Con una nueva licitación que repitió la tasa efectiva anual del 7,83%, el Gobierno alcanzó los u$s2.000 millones previstos para el vencimiento de julio. El resultado confirma la capacidad de acceso al mercado voluntario en condiciones manejables.

El Ministerio de Economía colocó este miércoles otros u$s100 millones del Bonar 2028, completando el cupo de u$s2.000 millones que se había fijado como meta para cubrir el pago a bonistas previsto para julio.

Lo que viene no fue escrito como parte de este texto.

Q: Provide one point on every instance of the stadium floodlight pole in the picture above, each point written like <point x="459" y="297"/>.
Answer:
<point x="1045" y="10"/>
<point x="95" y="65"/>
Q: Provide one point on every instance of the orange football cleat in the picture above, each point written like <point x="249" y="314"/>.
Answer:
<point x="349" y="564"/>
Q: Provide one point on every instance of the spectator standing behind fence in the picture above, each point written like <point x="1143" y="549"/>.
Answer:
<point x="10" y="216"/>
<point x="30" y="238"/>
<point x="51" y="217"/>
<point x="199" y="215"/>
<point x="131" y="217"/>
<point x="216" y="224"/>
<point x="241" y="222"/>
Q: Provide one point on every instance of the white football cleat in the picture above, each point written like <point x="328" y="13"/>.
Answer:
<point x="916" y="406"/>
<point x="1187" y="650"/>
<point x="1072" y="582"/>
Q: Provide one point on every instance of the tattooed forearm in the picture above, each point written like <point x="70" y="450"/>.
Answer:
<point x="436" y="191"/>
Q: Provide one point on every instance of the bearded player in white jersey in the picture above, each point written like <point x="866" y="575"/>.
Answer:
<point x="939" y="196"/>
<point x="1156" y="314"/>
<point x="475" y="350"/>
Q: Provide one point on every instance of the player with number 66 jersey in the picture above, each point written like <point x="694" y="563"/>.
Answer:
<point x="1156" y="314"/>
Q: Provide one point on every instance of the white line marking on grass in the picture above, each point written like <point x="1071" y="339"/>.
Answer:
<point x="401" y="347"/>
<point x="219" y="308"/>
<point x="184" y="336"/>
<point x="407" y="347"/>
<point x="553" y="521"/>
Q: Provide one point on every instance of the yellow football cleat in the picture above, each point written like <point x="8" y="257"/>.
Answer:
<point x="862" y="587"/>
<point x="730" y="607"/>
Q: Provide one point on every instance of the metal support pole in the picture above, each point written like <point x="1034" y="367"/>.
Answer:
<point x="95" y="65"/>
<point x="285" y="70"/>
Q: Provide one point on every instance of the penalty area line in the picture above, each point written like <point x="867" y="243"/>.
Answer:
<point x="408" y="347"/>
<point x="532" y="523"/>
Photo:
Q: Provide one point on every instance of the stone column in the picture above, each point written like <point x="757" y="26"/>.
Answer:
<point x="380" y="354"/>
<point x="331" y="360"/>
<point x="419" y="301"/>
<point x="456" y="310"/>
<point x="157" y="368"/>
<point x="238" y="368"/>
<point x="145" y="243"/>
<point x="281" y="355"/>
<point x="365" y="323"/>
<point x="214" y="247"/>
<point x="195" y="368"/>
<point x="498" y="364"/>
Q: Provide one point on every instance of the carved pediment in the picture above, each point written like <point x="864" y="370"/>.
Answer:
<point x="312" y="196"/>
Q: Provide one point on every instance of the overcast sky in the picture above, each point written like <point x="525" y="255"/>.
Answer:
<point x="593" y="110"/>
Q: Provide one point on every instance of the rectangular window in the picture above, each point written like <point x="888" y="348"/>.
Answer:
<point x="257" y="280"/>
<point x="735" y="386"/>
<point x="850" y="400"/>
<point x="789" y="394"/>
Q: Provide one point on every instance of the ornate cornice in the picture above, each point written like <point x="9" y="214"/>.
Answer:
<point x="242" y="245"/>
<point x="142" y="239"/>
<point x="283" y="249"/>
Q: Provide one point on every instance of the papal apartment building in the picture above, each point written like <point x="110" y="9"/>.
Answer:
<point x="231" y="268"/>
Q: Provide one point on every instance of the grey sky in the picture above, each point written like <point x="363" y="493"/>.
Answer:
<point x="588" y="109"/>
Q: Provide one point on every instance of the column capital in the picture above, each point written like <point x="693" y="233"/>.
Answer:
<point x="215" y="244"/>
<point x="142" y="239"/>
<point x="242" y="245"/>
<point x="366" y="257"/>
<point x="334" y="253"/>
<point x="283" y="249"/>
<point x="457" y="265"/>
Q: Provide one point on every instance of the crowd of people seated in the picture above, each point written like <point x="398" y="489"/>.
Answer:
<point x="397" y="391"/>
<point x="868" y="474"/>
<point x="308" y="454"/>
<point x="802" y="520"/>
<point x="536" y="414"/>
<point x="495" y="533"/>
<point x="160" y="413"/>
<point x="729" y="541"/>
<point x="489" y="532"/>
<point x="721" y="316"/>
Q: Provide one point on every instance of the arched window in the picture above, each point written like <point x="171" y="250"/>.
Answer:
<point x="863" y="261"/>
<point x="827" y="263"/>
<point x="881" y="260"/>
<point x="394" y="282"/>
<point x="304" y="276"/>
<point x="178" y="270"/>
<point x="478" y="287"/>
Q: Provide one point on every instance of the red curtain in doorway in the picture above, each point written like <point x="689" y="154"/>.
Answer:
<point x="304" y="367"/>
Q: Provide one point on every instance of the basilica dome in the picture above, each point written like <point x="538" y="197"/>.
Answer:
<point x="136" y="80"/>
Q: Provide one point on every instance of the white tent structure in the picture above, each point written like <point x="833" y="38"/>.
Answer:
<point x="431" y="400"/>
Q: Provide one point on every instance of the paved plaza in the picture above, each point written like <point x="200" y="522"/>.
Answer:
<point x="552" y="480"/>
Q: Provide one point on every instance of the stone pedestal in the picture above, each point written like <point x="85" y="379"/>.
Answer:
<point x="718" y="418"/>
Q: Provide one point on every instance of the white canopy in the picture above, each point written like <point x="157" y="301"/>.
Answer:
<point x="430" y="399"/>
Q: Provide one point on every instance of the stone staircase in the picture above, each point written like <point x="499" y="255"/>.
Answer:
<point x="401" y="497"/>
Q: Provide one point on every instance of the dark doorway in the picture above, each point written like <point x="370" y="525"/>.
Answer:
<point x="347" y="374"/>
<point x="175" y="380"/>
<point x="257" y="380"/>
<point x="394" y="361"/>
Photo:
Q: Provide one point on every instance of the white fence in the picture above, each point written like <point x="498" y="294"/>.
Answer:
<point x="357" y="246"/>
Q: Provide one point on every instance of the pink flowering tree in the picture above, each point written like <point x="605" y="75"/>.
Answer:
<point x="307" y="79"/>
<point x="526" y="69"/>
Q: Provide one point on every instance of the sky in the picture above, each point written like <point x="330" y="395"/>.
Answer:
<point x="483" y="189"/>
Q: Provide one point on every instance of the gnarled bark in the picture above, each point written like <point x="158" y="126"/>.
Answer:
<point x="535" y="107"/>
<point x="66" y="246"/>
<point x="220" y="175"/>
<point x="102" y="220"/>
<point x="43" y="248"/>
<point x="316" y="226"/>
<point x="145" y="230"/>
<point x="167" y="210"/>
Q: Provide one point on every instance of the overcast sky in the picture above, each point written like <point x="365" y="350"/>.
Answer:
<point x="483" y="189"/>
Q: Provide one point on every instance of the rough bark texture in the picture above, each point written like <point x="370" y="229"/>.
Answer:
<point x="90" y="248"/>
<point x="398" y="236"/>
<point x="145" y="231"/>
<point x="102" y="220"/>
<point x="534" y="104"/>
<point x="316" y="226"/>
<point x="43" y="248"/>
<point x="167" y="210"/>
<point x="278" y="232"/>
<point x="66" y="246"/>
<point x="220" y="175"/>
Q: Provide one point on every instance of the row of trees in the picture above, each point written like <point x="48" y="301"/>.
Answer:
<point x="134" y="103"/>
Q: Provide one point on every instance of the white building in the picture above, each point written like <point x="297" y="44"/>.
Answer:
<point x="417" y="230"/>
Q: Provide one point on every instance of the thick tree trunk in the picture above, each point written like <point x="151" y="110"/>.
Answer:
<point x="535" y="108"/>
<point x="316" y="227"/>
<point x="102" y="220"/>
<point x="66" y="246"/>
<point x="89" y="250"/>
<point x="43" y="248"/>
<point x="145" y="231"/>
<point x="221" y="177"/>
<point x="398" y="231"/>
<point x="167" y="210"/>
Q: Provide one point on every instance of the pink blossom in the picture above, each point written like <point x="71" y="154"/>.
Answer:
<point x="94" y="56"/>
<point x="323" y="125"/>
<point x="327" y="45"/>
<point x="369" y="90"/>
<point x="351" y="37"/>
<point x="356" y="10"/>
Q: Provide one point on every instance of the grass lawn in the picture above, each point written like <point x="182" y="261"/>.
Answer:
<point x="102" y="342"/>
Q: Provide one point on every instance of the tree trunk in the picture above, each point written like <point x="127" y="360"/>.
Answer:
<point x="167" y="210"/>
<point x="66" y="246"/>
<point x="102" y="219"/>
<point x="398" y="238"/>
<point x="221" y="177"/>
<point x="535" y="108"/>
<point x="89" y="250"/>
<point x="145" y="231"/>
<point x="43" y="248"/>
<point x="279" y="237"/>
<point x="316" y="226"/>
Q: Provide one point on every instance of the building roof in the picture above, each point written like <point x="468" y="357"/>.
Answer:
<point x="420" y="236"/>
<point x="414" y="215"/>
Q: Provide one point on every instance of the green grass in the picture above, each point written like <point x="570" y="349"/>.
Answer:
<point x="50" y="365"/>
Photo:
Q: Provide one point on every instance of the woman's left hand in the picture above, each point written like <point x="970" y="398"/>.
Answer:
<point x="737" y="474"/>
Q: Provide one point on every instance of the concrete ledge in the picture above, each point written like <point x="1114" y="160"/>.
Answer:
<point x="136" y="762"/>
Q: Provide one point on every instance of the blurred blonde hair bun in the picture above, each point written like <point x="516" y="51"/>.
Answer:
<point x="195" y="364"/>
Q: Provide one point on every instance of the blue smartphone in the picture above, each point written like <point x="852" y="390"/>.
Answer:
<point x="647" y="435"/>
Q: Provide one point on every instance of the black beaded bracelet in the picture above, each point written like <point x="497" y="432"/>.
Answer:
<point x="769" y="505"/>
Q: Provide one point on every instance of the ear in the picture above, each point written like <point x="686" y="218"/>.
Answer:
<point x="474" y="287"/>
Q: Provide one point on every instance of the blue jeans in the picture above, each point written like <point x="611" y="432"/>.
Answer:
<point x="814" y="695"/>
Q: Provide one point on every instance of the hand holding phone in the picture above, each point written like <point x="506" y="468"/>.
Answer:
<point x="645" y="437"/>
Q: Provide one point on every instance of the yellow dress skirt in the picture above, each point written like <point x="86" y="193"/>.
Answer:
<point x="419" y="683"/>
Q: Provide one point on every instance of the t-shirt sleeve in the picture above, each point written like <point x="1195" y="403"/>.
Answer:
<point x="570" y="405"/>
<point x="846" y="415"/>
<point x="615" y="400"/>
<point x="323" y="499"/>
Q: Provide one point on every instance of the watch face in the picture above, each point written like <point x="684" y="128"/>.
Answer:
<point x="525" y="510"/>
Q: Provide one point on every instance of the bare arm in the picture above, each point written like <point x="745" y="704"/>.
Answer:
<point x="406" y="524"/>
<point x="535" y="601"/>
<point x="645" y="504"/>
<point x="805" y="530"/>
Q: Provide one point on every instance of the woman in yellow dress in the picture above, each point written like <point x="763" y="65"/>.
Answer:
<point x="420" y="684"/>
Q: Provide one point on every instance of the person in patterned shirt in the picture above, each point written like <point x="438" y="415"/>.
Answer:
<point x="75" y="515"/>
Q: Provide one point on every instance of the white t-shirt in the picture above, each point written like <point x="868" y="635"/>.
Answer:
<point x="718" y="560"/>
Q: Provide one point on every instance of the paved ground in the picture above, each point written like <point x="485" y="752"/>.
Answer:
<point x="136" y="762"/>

La operación se realizó al mismo rendimiento que la licitación anterior: una tasa efectiva anual del 7,83%. Con este segundo tramo, el Gobierno cerró la colocación total en el monto objetivo, lo que representa un alivio concreto en la gestión de vencimientos de deuda en moneda extranjera.

Este resultado se produce en un contexto donde el Tesoro busca mantener acceso al mercado voluntario de deuda, aún en un entorno de tasas internacionales elevadas y con la mirada puesta en el próximo acuerdo con el FMI. La colocación no solo cubre parte del servicio de deuda de julio, sino que también envía una señal de que los inversores siguen dispuestos a tomar riesgo argentino a precios que, si bien no son baratos, resultan sostenibles en el corto plazo.

Desde la perspectiva comparada, la tasa del 7,83% se ubica en línea con lo que han pagado otros emergentes de calificación similar en las últimas semanas. No es un costo prohibitivo, pero tampoco refleja un retorno de confianza plena. Quien haya seguido la trayectoria de los bonos argentinos desde la reestructuración de 2020 reconocerá que este nivel de tasas es consistente con un riesgo país que oscila entre 1.200 y 1.500 puntos básicos.

El Bonar 2028, que madura en 2028, se ha convertido en uno de los instrumentos favoritos del Tesoro para este tipo de operaciones de prefinanciamiento. Su perfil de vencimiento relativamente corto lo hace atractivo para inversores que buscan exposición sin comprometerse más allá del horizonte electoral de 2027. La demanda se concentró, como es habitual, en fondos locales y algunos jugadores internacionales con mandatos de carry trade.

Con los u$s2.000 millones ya asegurados, el foco se traslada ahora a los próximos vencimientos. Según estimaciones del equipo económico, el calendario de julio queda prácticamente cubierto, lo que reduce la presión sobre las reservas del Banco Central. Sin embargo, la sostenibilidad de este esquema dependerá de que el mercado siga abriendo la ventanilla en los meses siguientes y de que el FMI mantenga su respaldo al programa.

Desde una lente histórica, Argentina ha tenido episodios en los que logró colocar deuda a tasas parecidas solo para enfrentar sudden stops pocos trimestres después. La lección de 2018 sigue vigente: el acceso al mercado voluntario es necesario pero no suficiente si no viene acompañado de un ajuste fiscal creíble y una acumulación sostenida de reservas.

Para el inversor local, este tipo de colocaciones del Tesoro suele ser interpretada como una oportunidad de carry en pesos a través de los instrumentos sintéticos. Sin embargo, la volatilidad cambiaria sigue siendo el principal riesgo. Quienes entraron en la primera licitación del Bonar 2028 obtuvieron una tasa efectiva similar; el segundo tramo confirma que el precio no se movió significativamente, lo que habla de una demanda estable pero no exuberante.

El desafío para el Gobierno ahora es mantener esta dinámica sin que el costo de financiamiento se dispare. Con la tasa de la Fed todavía en territorio restrictivo y con elecciones de medio término en Estados Unidos a la vista, el ciclo de capital hacia emergentes seguirá siendo volátil. En ese contexto, completar el cupo de u$s2.000 millones a una tasa fija del 7,83% puede leerse como un éxito táctico, aunque no resuelva los problemas estructurales de la deuda argentina.

El próximo test será ver si el Tesoro logra repetir operaciones similares en agosto y septiembre, o si la ventana se cierra ante cualquier sobresalto externo. Por ahora, el marcador indica que el objetivo de julio está cumplido.